My rule of thumb is to NEVER respond online to a request for my password or account number or request for bank info.  Not ebay... not Paypal... no one.   I will pick up the phone and call.. or log into my account and check.


----------



## AprilT (Dec 11, 2014)

I get such emails all the time, from various people, paypal imitators used to be the worse, I used to forward them to the real companies securities department, now I don't open any of these emails notices and most go directly to my spam folder.  They can duplicate most any companies look to make their email look official, best to not use the links and just contact the companies directly via their website or phone info you are familiar with if you have any questions.


----------



## Pappy (Dec 11, 2014)

I just now had a message that said there is a problem with one of my credit cards and to phone a number with info so they could get it straightened out. Stupid idiots, I don't use credit cards, only my bank card.

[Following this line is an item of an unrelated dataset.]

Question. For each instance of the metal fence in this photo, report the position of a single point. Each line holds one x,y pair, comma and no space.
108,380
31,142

Buyer beware.


----------



## kcvet (Dec 11, 2014)

the Internet is a spammers wet dream


----------



## Kadee (Dec 11, 2014)

It's just as well we are old and wise,and don't fall for these scams


----------



## Butterfly (Dec 11, 2014)

I report such phone call scams to the FCC and send them the number that showed up on my caller ID.


----------



## Kadee (Dec 11, 2014)

I have just received 4 emails form scammers claiming to be PayPal I sent one to PayPal and deleted the rest so they have obiviously got my email address from somewhere


----------



## drifter (Dec 11, 2014)

Hi, Kaydee, your post fits good where you put it. Welcome to the Forum.


----------